I think the current situation is untenable and a lot of workplaces won't survive this. (This is why the government are preparing to intervene with financial packages.)

alltoomuchrightnow · 22/03/2020 18:50

No, they are not working from home, as said before, it's (non essential) retail. We (still working) are all working behind closed doors of the store . My manager is the only one who can do 'some' work from home. She didn't want to be home but was ordered to,

OP posts:
alltoomuchrightnow · 22/03/2020 18:52

Mittens, I'm certain some of us working will get sick, just from mingling with each other. plus we are next to a huge supermarket and most people go there before or after work (can't get delivery slots so needs must.. me included)

OP posts:
alltoomuchrightnow · 22/03/2020 18:55

HopeYou, that's great, pleased for your DD who must be so exhausted. Sounds like a very good company.
Mine is and they just can't send that many people home. We can't work from home and there's hundreds of us

OP posts:
Mittens030869 · 22/03/2020 19:22

If they can't work from home, then what are they supposed to do, with the kids now off school? Most childminders have closed down their activities and parents have been told that they can't ask grandparents, both of these are the options outside school most used.
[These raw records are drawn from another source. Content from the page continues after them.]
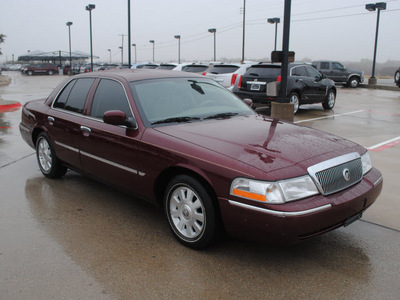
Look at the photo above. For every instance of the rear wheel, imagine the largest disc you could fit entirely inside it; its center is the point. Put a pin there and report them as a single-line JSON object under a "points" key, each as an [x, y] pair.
{"points": [[191, 212], [295, 99], [330, 100], [353, 82], [48, 162]]}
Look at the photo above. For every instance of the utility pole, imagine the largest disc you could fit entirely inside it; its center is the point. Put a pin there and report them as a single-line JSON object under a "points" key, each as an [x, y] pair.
{"points": [[122, 48], [244, 28]]}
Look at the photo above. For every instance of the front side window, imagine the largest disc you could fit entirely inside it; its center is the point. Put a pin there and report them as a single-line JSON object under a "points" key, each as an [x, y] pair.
{"points": [[110, 95], [312, 72], [73, 97], [337, 66]]}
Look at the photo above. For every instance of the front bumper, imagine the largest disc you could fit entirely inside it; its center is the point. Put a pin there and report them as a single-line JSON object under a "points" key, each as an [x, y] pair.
{"points": [[302, 219]]}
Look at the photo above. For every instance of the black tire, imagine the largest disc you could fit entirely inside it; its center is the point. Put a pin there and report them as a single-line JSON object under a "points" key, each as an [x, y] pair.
{"points": [[48, 163], [295, 99], [191, 212], [330, 100], [353, 82]]}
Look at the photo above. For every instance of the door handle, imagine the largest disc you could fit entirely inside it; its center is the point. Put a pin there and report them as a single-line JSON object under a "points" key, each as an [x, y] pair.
{"points": [[86, 130], [51, 120]]}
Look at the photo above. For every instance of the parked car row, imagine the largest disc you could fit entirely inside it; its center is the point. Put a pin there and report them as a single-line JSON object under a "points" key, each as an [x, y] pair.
{"points": [[305, 85]]}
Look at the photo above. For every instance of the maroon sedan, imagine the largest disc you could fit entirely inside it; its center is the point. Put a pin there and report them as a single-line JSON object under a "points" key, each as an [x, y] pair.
{"points": [[185, 142]]}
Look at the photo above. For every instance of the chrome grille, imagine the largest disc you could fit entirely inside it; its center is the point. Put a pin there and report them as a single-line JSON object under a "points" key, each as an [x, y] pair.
{"points": [[337, 174]]}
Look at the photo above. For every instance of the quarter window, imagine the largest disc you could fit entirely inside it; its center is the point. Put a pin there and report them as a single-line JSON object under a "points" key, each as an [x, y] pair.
{"points": [[110, 95], [73, 97]]}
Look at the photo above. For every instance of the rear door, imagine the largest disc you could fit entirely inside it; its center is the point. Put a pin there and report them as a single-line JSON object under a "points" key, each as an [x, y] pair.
{"points": [[65, 117], [108, 152]]}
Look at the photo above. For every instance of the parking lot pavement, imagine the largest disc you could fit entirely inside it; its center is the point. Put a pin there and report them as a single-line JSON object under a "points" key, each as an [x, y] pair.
{"points": [[75, 238]]}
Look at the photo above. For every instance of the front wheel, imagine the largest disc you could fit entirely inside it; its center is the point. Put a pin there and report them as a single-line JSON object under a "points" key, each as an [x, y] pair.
{"points": [[295, 99], [48, 162], [190, 211], [330, 100]]}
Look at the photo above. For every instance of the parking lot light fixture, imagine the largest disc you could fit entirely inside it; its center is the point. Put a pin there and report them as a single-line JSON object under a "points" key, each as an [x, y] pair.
{"points": [[214, 30], [153, 42], [179, 48], [69, 32], [274, 21], [134, 45], [109, 50], [372, 7], [89, 8]]}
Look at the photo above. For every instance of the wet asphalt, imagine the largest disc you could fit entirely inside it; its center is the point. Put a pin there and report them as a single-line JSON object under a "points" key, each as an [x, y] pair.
{"points": [[75, 238]]}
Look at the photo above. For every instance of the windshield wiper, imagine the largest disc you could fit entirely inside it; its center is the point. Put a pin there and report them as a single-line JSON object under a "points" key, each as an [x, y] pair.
{"points": [[175, 120], [221, 116]]}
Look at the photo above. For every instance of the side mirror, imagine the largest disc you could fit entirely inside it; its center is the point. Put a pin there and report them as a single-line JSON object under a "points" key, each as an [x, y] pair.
{"points": [[118, 117], [248, 101]]}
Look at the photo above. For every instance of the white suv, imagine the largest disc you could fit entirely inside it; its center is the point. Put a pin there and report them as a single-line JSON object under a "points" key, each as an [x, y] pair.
{"points": [[226, 74]]}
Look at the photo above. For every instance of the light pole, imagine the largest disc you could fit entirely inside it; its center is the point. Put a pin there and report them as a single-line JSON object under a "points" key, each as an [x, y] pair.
{"points": [[153, 42], [274, 21], [179, 48], [109, 50], [134, 45], [69, 31], [372, 7], [214, 30], [89, 8], [122, 55]]}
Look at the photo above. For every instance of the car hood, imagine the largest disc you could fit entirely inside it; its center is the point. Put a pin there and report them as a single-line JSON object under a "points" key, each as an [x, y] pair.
{"points": [[263, 143]]}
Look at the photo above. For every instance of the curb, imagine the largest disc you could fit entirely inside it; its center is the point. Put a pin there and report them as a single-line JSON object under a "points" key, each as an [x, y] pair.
{"points": [[10, 106], [380, 87]]}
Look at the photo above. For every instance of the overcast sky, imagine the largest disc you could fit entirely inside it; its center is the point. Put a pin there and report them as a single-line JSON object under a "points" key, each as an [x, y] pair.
{"points": [[320, 29]]}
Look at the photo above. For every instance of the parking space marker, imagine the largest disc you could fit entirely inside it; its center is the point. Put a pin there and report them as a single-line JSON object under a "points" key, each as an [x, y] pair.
{"points": [[385, 145], [327, 117]]}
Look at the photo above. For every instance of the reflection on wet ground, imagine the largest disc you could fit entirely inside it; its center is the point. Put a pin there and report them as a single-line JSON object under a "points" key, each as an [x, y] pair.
{"points": [[125, 245], [75, 238]]}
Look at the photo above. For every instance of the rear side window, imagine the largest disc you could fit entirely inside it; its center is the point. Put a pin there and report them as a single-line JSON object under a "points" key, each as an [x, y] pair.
{"points": [[264, 71], [299, 71], [195, 68], [110, 95], [74, 95], [324, 65], [222, 69]]}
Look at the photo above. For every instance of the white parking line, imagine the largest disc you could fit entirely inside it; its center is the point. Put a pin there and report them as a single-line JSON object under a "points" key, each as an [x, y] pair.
{"points": [[332, 116], [385, 145]]}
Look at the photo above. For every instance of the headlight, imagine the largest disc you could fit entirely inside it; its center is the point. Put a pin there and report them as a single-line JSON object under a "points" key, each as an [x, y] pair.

They may have caused this reaction by being CFs in the past over school holiday cover and Christmas, but this one isn't their fault.

alltoomuchrightnow · 22/03/2020 19:36

I know that, Mittens! There's nothing they can do. They can't bring kids to work. The resentment has now swung a bit, from the non parents to the parents still working who are moaning about not seeing their kids or being able to brave the supermarkets when they want. They know it's a shit situation but are resentful of the ones getting to see their kids loads. And some of the at home parents have been flooding FB with photos of picnics and seaside

OP posts:
Mittens030869 · 22/03/2020 19:46

Well, they're being entirely irresponsible in that case. Not because of what isn't their fault but because they're putting themselves and others at risk. That really pisses me off, as someone who is suffering from COVID-19 in all likelihood.

The government has to impose a lockdown for all our sakes.